By being close to the land he farms, Cristóbal was able to observe the popularity of his syrah vines with the local bee population. Syrah grapes can be quite sensitive to moisture, the skins split and botrytis can set in. When this happens, the bees are the first to notice, Cristóbal discovered. Attracted by the sugar oozing out of the grapes, they suck the sweetness from the grape and in so doing prevent rot from taking hold and the grapes can then heal and grow normally. Now Cristóbal actively encourages this free form of natural rotprevention, building colourful beehives around the syrah vines.

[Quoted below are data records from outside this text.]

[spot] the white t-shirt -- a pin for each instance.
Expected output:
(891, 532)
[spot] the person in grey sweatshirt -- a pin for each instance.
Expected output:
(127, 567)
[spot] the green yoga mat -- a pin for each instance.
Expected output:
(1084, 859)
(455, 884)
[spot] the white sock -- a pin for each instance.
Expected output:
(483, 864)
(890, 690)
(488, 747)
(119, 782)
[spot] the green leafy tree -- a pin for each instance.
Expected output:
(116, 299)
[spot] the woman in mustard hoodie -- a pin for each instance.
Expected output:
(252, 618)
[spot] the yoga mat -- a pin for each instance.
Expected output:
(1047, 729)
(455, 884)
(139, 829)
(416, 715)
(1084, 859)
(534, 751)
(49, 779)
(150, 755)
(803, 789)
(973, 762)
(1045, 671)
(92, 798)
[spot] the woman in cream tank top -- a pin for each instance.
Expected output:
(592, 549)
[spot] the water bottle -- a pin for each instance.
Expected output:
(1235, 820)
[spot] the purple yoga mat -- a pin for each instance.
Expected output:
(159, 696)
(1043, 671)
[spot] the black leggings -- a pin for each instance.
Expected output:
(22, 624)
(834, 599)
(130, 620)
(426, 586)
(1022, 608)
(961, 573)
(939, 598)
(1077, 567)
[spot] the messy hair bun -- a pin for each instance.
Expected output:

Ironically it was actually an Argentine malbec that brought Toby and Cristóbal together. Toby was given the wine to taste by another Chilean producer and was so impressed that he asked who had made it. Having learned that it was Cristóbal during his stint at Montes in Mendoza, Toby tracked him down to his vineyard home in Los Lingues.
And how was Cristóbal's father Alfonso, I wondered, after having to sell the family firm and set up anew in the countryside? 'My father is supposed to be retired', Cristóbal says, 'and although at first he found it difficult, after seven years at Viña Koyle he is completely rejuvenated and renewed by the experience.' Downsizing and getting back to the land doesn't just mean a higher quality of life but high-quality wines to live it by.